Esterilización de biberones

Esterilización de biberones

Escrito por: Alina    10 mayo 2009     12 Comentarios     2 minutos

Aunque pueda parecer un poco tostón o algo complicado, la esterilización de biberones es fundamental en los primeros meses de vida de nuestros bebés, ya que su sistema inmunitario no está todavía preparado para hacer frente a ciertos gérmenes.

Además, gracias a los productos que hay en el mercado, cada vez es algo más fácil y rápido. Tienes métodos en frío, en microondas o eléctricos, aunque también puedes utilizar el más tradicional de todos, hervir los biberones en agua durante 25 minutos.. La esterilización permite que los biberones que damos a nuestros chiquititos estén libres de gérmenes.

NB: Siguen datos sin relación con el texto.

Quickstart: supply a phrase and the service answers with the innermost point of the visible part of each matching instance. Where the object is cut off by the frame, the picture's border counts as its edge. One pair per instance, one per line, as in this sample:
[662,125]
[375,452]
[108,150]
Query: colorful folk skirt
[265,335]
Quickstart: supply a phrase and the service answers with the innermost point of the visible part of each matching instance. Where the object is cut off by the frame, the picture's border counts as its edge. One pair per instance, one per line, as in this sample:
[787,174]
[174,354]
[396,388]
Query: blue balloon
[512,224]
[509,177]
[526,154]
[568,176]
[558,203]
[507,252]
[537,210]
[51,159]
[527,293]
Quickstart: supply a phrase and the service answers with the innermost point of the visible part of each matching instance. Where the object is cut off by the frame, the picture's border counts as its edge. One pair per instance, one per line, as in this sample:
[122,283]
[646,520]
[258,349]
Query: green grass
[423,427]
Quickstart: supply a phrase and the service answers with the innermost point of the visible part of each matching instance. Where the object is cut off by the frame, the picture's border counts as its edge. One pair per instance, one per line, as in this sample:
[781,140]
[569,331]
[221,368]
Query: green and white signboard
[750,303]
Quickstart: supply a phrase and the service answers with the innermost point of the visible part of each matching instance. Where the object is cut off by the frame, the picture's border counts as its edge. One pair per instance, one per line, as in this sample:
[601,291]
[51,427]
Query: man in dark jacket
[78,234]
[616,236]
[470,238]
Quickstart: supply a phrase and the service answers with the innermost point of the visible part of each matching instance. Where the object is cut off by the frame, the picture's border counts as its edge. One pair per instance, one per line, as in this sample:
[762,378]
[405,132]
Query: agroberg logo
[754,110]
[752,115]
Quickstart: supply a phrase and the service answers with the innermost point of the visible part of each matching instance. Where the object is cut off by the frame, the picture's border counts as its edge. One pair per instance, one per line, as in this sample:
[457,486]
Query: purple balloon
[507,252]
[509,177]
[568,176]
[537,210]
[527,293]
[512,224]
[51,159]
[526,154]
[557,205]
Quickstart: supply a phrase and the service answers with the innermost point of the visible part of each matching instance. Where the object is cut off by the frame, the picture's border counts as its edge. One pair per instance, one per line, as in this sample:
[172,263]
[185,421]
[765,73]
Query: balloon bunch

Para dejar de esterilizar, al menos los bebés deben haber cumplido los cuatro meses, aunque hay pediatras que no recomiendan dejar de esterilizar hasta los cinco o seis meses.. En ese tiempo será cuando los bebés se llevan todo lo que encuentran a la boca, por lo que la esterilización no servirá para mucho y además su sistema inmunitario ya estará listo para defenderse de los gérmenes.

Antes de esterilizar un biberón (tetina, tapa y rosca incluidas), hay que lavar todos estos elementos muy bien (con escobillas que quiten los restos de leche – las hay tanto para los biberones, como pequeñitas para las tetinas y las roscas). Una vez que estén bien lavados, entonces procederemos a la esterilización.

Como decía, hay diferentes formas de hacerlo: en frío, mediante una solución química que suele presentarse en pastillas. Es tan sencillo como rápido, lavas los biberones y los introduces en el recipiente con la pastilla (en la cantidad que el fabricante recomiende, por cada litro de agua). A veces queda un poco de olor, pero es inocuo. Hay estudios que dicen que es el más efectivo.

Por otro lado, está la esterilización al vapor, ya sea por microondas o de forma eléctrica. En ambos casos, el principio es el mismo (el vapor mata los gérmenes) y el uso parecido: introduces una determinada cantidad de agua en la cubeta o recipiente y en el primer caso lo introduces en el microondas (suele ser muy rápido, unos 8 minutos) y en el segundo lo conectas a la corriente eléctrica (suele tardar de 15 a 20 minutos) – en estos casos, el esterilizador dispone de parada automática cuando se ha terminado el proceso.